I used the substitution $x^n=y$ and solving got this integral as equal to the beta-function $${1\over n}\beta({{{m+1}\over n},{p+1}})$$ solving futher by converting to gamma function ($\gamma)$ i get
$${1 \over n}[{{\Gamma({m+1 \over n})\Gamma(p+1)}} \over \Gamma({{m+1} \over n}+p+1)$$
and the answer i finally get is
$$p\over (m+p-1)!(m+np+1)$$
Is it correct ? One doubt i had in the solution is can we write
$$\Gamma(a+p)={{(a+p-1)!} \over (a-1)!} \Gamma(a)$$ ??

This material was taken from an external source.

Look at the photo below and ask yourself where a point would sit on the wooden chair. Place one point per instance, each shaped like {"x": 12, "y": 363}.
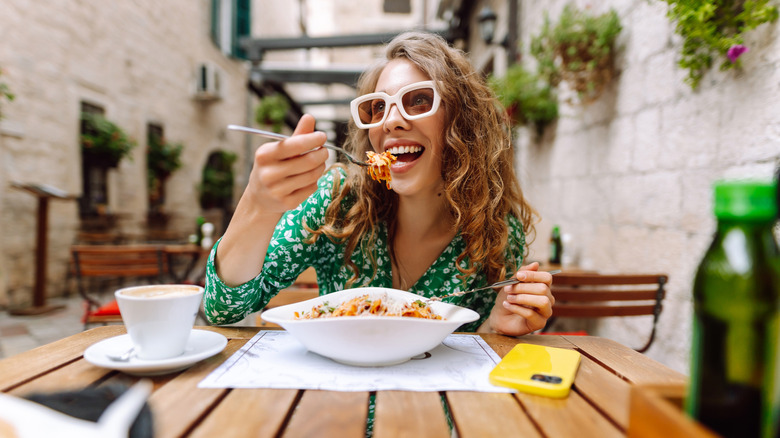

$$ \begin{align} \int_0^1x^m(1-x^n)^p\,\mathrm{d}x &=\int_0^1u^{m/n}(1-u)^p\,\mathrm{d}u^{1/n}\\ &=\frac1n\int_0^1u^{(m+1)/n-1}(1-u)^p\,\mathrm{d}u\\ &=\frac1n\frac{\Gamma\left(\frac{m+1}{n}\right)\Gamma(p+1)}{\Gamma\left(\frac{m+1}{n}+p+1\right)}\\ &=\frac{p}{m+1+pn}\frac{\Gamma\left(\frac{m+1}{n}\right)\Gamma(p)}{\Gamma\left(\frac{m+1}{n}+p\right)} \end{align} $$ So your initial answer looks good. However, I don't see how you get from there to $$ \frac{p}{(m+p-1)!(m+np+1)} $$
In the last question, for integer $n$, $\Gamma(n)=(n-1)!$. The rest is simply cancellation.